I will be happy to talk later in more detail and answer questions on the strategies we have in place to work with those aged between nought and three. From this solid start, we must continue to implement effective supports at key points in a child's journey through life. The negative structural impacts across the life cycle on children growing up in areas of extreme disadvantage do not stop at three. Therefore, the strategy must continue across the life cycle, but it must be built on the aforementioned very strong foundation.

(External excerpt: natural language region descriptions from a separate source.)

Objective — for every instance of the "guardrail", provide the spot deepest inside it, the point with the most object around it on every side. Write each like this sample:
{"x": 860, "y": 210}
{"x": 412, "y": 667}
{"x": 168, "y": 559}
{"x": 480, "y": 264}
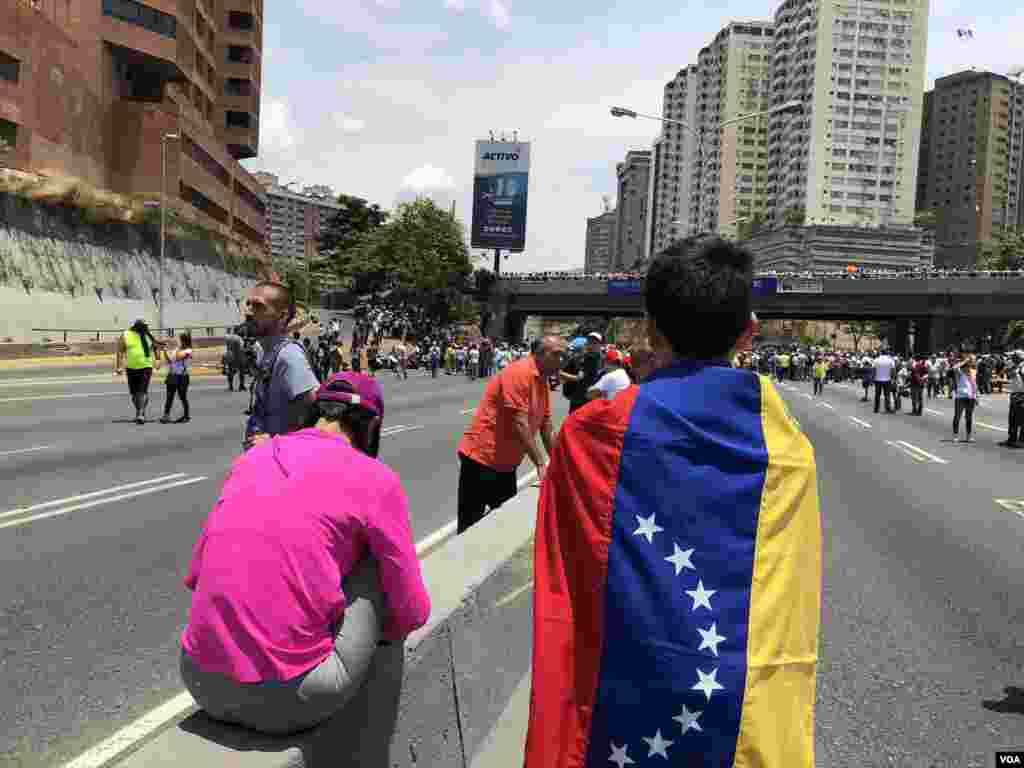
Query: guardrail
{"x": 156, "y": 331}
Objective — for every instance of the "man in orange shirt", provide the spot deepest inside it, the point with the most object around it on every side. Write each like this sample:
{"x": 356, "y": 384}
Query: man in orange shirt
{"x": 516, "y": 404}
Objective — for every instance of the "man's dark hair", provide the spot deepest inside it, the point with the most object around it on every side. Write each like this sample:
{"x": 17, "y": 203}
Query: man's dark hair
{"x": 700, "y": 301}
{"x": 365, "y": 425}
{"x": 284, "y": 298}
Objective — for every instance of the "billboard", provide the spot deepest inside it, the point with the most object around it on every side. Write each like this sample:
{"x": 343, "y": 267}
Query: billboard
{"x": 500, "y": 180}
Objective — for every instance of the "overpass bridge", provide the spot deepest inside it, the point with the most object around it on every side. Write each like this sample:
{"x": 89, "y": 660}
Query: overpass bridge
{"x": 938, "y": 309}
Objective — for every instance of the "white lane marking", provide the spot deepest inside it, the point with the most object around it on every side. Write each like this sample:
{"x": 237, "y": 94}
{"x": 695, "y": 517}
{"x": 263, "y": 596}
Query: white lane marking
{"x": 93, "y": 495}
{"x": 25, "y": 451}
{"x": 992, "y": 427}
{"x": 105, "y": 500}
{"x": 396, "y": 430}
{"x": 1014, "y": 505}
{"x": 919, "y": 454}
{"x": 183, "y": 705}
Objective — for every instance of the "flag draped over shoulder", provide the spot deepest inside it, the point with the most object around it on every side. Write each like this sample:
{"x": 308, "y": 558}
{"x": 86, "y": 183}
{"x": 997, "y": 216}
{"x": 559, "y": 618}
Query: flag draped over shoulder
{"x": 678, "y": 581}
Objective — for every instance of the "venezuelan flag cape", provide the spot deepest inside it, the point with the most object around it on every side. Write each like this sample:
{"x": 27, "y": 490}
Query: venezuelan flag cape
{"x": 678, "y": 581}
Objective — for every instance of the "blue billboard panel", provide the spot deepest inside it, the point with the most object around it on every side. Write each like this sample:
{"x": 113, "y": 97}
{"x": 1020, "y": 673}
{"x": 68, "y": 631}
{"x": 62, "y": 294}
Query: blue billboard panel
{"x": 500, "y": 182}
{"x": 625, "y": 287}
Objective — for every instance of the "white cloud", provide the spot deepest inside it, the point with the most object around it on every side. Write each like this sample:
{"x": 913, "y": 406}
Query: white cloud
{"x": 278, "y": 131}
{"x": 348, "y": 124}
{"x": 499, "y": 13}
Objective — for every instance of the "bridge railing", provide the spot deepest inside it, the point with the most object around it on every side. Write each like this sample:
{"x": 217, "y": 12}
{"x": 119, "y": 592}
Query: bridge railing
{"x": 860, "y": 274}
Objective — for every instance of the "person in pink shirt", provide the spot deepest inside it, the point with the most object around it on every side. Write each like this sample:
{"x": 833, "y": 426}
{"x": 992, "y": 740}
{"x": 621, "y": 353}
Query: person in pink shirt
{"x": 304, "y": 566}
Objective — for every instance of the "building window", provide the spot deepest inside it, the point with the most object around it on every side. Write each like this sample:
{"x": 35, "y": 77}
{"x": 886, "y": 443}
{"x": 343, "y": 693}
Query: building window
{"x": 9, "y": 68}
{"x": 141, "y": 15}
{"x": 238, "y": 19}
{"x": 239, "y": 119}
{"x": 8, "y": 136}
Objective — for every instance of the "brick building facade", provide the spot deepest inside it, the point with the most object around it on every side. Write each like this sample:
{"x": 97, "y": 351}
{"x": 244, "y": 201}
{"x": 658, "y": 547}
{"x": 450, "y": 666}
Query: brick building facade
{"x": 88, "y": 88}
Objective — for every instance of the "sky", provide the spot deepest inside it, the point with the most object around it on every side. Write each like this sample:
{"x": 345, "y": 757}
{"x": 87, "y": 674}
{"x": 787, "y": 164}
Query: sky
{"x": 384, "y": 98}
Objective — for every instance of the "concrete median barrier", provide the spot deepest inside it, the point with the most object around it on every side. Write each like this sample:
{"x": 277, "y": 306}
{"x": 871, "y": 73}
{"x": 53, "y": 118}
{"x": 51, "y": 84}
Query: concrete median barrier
{"x": 432, "y": 702}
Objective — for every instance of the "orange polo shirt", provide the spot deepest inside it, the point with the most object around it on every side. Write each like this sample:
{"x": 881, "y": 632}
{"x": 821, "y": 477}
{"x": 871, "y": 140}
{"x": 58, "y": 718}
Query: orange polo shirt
{"x": 492, "y": 438}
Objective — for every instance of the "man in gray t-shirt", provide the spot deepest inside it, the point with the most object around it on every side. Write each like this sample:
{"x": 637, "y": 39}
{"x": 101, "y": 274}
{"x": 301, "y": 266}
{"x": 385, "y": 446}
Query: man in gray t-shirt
{"x": 286, "y": 384}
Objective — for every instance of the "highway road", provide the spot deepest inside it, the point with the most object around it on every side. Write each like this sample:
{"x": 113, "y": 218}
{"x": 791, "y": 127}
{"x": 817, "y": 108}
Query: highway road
{"x": 923, "y": 624}
{"x": 98, "y": 519}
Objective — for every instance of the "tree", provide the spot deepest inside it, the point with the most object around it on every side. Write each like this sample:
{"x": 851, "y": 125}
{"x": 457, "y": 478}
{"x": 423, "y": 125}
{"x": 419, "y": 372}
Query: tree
{"x": 1004, "y": 251}
{"x": 794, "y": 216}
{"x": 421, "y": 250}
{"x": 352, "y": 220}
{"x": 858, "y": 330}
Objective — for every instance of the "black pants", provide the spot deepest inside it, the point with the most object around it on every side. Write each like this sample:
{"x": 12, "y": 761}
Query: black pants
{"x": 480, "y": 486}
{"x": 964, "y": 406}
{"x": 916, "y": 400}
{"x": 177, "y": 384}
{"x": 886, "y": 388}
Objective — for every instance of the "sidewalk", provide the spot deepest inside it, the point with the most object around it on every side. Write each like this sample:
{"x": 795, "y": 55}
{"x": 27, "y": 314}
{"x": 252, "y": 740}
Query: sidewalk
{"x": 504, "y": 745}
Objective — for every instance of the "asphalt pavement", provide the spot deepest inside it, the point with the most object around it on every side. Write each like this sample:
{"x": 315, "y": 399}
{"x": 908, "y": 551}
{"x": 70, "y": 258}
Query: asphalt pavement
{"x": 923, "y": 623}
{"x": 96, "y": 529}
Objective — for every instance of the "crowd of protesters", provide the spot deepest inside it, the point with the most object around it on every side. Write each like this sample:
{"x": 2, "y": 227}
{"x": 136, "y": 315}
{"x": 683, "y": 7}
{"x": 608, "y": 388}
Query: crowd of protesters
{"x": 849, "y": 273}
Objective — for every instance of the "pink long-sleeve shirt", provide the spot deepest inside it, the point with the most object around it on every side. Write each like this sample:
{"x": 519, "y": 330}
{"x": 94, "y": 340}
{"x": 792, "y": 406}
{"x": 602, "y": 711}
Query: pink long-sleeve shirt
{"x": 295, "y": 515}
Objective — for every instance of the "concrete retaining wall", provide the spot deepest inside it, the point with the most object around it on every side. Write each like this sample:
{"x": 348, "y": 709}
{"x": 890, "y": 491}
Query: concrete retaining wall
{"x": 431, "y": 704}
{"x": 57, "y": 270}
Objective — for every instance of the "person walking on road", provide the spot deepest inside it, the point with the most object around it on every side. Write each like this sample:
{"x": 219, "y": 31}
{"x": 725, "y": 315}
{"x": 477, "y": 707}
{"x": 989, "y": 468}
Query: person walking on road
{"x": 677, "y": 562}
{"x": 967, "y": 395}
{"x": 1015, "y": 381}
{"x": 285, "y": 384}
{"x": 137, "y": 349}
{"x": 515, "y": 406}
{"x": 178, "y": 367}
{"x": 305, "y": 565}
{"x": 884, "y": 366}
{"x": 820, "y": 369}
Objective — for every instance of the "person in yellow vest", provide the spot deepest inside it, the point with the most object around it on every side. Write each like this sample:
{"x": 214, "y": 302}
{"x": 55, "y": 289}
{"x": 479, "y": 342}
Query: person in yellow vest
{"x": 820, "y": 369}
{"x": 136, "y": 348}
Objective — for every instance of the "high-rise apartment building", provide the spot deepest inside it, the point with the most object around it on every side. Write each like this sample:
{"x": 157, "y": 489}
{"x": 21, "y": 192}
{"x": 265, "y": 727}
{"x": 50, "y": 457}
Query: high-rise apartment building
{"x": 631, "y": 224}
{"x": 90, "y": 88}
{"x": 972, "y": 163}
{"x": 600, "y": 243}
{"x": 851, "y": 156}
{"x": 295, "y": 220}
{"x": 729, "y": 179}
{"x": 674, "y": 158}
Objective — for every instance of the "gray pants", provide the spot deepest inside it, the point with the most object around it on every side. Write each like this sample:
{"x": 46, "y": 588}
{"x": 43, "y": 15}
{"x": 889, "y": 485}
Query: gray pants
{"x": 292, "y": 706}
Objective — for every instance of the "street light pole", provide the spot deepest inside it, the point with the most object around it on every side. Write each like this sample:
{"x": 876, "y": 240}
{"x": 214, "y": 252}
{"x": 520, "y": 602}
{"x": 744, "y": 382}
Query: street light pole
{"x": 163, "y": 221}
{"x": 622, "y": 112}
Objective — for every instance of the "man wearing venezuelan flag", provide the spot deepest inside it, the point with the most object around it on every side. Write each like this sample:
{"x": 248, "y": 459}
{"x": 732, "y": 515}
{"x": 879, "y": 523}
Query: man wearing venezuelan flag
{"x": 678, "y": 553}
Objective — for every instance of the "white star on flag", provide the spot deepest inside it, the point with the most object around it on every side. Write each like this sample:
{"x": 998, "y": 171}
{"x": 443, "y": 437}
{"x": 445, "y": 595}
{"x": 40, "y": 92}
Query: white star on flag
{"x": 688, "y": 720}
{"x": 708, "y": 683}
{"x": 710, "y": 639}
{"x": 657, "y": 744}
{"x": 681, "y": 559}
{"x": 620, "y": 757}
{"x": 700, "y": 596}
{"x": 647, "y": 528}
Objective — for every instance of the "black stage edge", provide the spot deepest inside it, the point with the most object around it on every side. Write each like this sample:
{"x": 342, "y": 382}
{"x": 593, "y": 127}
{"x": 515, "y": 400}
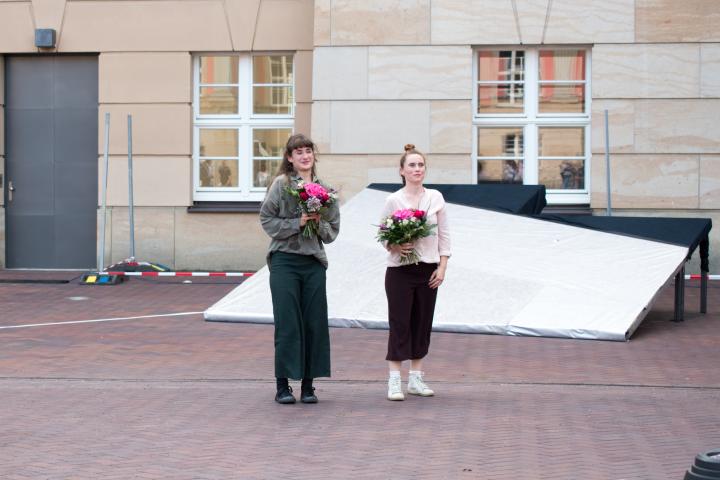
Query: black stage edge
{"x": 507, "y": 198}
{"x": 529, "y": 200}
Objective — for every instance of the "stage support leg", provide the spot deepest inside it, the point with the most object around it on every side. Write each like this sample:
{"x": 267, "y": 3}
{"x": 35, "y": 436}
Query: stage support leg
{"x": 679, "y": 295}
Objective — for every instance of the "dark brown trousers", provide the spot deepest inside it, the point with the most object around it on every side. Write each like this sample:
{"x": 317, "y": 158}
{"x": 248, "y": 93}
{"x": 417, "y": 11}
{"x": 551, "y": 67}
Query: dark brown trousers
{"x": 411, "y": 305}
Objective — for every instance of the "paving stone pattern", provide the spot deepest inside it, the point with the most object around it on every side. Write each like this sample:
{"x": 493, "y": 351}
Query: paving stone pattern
{"x": 180, "y": 398}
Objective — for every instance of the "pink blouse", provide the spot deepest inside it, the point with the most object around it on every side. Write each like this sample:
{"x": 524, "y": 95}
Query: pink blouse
{"x": 429, "y": 248}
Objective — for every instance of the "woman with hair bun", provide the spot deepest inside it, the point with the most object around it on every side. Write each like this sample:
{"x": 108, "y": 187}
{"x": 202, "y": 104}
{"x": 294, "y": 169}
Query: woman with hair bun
{"x": 297, "y": 274}
{"x": 411, "y": 289}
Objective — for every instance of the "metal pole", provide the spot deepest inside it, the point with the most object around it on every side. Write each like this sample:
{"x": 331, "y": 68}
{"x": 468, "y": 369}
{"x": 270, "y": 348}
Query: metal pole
{"x": 101, "y": 255}
{"x": 607, "y": 164}
{"x": 130, "y": 190}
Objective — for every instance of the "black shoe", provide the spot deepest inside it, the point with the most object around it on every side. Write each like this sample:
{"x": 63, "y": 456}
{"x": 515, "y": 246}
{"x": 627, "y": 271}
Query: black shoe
{"x": 307, "y": 395}
{"x": 284, "y": 395}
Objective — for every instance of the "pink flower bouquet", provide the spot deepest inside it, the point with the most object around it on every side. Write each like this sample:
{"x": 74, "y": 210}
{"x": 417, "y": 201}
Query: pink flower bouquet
{"x": 404, "y": 226}
{"x": 312, "y": 198}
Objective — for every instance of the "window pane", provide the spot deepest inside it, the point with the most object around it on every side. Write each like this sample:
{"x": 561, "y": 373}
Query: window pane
{"x": 270, "y": 142}
{"x": 562, "y": 65}
{"x": 500, "y": 171}
{"x": 218, "y": 100}
{"x": 561, "y": 142}
{"x": 218, "y": 142}
{"x": 264, "y": 171}
{"x": 218, "y": 173}
{"x": 562, "y": 98}
{"x": 500, "y": 142}
{"x": 503, "y": 98}
{"x": 501, "y": 66}
{"x": 272, "y": 100}
{"x": 272, "y": 69}
{"x": 562, "y": 174}
{"x": 218, "y": 69}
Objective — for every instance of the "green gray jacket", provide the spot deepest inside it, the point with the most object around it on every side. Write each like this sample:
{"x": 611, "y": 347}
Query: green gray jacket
{"x": 280, "y": 218}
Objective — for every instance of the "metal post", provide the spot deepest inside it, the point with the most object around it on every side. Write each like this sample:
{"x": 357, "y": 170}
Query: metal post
{"x": 703, "y": 292}
{"x": 131, "y": 212}
{"x": 679, "y": 296}
{"x": 607, "y": 164}
{"x": 101, "y": 254}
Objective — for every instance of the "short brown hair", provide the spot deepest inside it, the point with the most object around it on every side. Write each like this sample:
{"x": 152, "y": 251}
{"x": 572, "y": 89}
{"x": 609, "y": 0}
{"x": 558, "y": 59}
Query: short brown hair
{"x": 409, "y": 150}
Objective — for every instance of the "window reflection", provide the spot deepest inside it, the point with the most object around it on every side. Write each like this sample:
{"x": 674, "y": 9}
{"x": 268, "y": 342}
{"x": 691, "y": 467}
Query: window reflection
{"x": 218, "y": 173}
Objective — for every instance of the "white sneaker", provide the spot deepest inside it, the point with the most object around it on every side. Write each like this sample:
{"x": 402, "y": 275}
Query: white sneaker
{"x": 416, "y": 385}
{"x": 395, "y": 388}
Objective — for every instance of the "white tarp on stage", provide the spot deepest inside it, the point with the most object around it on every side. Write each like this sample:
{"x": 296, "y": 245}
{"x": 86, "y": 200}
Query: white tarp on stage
{"x": 508, "y": 274}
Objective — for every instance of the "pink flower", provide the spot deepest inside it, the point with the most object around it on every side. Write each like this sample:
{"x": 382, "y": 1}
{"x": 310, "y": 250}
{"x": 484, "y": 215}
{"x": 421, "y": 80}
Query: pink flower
{"x": 315, "y": 190}
{"x": 403, "y": 214}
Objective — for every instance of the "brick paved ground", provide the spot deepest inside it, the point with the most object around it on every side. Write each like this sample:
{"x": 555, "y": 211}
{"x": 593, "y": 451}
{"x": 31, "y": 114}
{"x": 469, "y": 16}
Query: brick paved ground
{"x": 179, "y": 398}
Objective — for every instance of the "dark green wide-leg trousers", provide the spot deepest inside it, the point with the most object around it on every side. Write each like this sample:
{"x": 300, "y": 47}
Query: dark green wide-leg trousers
{"x": 302, "y": 340}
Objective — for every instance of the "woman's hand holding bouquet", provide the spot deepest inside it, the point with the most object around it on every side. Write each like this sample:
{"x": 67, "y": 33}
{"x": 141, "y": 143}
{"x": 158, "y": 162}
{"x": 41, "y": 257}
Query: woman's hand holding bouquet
{"x": 314, "y": 200}
{"x": 401, "y": 229}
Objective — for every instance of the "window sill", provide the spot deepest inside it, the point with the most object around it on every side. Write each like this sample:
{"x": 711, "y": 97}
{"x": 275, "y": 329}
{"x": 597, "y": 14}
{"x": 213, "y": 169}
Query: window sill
{"x": 224, "y": 207}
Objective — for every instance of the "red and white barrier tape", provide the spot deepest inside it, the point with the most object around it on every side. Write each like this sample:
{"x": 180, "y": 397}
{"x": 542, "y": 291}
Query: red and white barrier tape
{"x": 179, "y": 274}
{"x": 697, "y": 277}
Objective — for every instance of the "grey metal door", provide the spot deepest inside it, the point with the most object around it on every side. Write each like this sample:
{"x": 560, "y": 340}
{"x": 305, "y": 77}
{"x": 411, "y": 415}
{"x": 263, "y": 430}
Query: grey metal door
{"x": 51, "y": 161}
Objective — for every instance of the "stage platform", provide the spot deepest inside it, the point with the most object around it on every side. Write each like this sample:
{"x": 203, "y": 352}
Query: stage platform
{"x": 511, "y": 273}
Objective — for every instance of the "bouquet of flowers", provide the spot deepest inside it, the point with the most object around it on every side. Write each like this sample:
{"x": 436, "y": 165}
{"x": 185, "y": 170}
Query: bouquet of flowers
{"x": 312, "y": 198}
{"x": 403, "y": 226}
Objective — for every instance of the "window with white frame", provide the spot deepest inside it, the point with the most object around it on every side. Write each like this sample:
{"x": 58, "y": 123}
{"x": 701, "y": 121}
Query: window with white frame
{"x": 243, "y": 110}
{"x": 531, "y": 119}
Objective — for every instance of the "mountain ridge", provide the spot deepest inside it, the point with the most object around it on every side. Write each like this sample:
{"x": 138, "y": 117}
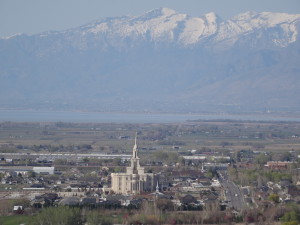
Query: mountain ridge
{"x": 160, "y": 61}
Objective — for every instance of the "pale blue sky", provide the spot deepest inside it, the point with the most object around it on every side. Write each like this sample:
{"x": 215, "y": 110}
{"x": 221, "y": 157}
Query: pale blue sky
{"x": 35, "y": 16}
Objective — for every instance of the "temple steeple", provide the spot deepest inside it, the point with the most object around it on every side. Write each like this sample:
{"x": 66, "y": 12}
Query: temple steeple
{"x": 134, "y": 153}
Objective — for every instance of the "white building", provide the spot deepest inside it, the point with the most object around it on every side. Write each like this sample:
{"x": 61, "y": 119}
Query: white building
{"x": 135, "y": 180}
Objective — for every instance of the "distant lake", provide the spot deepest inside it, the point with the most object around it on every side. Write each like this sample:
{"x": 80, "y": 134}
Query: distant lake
{"x": 101, "y": 117}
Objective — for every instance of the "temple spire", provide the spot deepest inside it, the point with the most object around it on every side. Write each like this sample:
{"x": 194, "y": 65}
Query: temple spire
{"x": 135, "y": 147}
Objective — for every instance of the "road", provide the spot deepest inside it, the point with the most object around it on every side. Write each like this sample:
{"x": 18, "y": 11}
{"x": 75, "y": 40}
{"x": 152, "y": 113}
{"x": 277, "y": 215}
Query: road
{"x": 233, "y": 193}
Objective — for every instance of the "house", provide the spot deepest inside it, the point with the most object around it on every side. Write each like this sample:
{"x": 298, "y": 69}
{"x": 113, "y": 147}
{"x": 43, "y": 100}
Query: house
{"x": 18, "y": 209}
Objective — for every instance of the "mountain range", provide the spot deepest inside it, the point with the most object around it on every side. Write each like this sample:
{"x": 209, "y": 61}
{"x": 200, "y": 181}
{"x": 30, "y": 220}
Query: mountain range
{"x": 160, "y": 61}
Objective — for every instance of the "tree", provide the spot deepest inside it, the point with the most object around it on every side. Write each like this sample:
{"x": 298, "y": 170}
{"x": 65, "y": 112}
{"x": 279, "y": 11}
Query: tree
{"x": 274, "y": 198}
{"x": 94, "y": 218}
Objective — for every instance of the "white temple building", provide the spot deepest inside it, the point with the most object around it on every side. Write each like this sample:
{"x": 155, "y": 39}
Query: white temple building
{"x": 135, "y": 180}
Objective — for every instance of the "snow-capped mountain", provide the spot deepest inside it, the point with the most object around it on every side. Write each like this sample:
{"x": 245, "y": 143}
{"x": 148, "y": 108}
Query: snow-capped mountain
{"x": 160, "y": 60}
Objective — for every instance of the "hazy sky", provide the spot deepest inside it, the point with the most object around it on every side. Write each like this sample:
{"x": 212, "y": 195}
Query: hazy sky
{"x": 35, "y": 16}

The evidence base for the investment the State is making is critical. Every intervention of youngballymun has a strong international evidence base to support it. Particuarly in this time of economic crisis, the Government must invest in what we know will work and deliver results for children and families.
Changing outcomes for children absolutely requires building the capacity of everyone interacting significantly with children so they can deliver much enhanced supports to the child in terms of health and development, mental health, language and literacy. This primarily involves parents' input but, alongside them, there should be early years providers, family support workers, public health nurses, speech and language therapists. The process should continue into primary school, which subject the committee is not addressing today. The up-skilling and capacity building of staff at primary school level is critical.
Changing outcomes also means the change must be absorbed into mainstream systems. It is important to note youngballymunis a not an add-on project. It is not being achieved in parallel with the work of everybody else. The strategy is embedded in the primary care, public health, early years and teaching systems.
Our model is designed to be replicated. While it is alive and thriving and embedded in Ballymun, it travels very well. Currently, we are in active communication with a community in Cork that has expressed very significant interest in making the features of the model apply to its work.
In all our work, we have a very keen eye for cost-effectiveness, efficient delivery of services and outcomes for children and families. We are committed to delivering results and demonstrating to the State and our philanthropic funders a real return on investment. In line with this, we have two value-for-money studies, both of which are ongoing. One is a cost-benefit study to examine how we are using our own money and investment to leverage change in the statutory and community sectors. I refer to the leverage and influence of investment in youngballymun. Alongside this, a UK-based economics research firm, Just Economics, is conducting a return-on-investment study. What returns will the investment make over the project period? The early indication from the study is that this State can anticipate a return of perhaps €5 for every €1 invested over a life cycle of 15 to 20 years as children grow up, with their full capacity developed such that they can be active citizens and take up employment or generate employment. In this way, they will cost much less to the State in terms of social welfare transfers. We are already witnessing measurable results early in the primary school cycle, including greatly improved oral language and literacy scores.
I will be very happy to return to any of these key points in this opening presentation if the members wish to explore some of them in greater detail.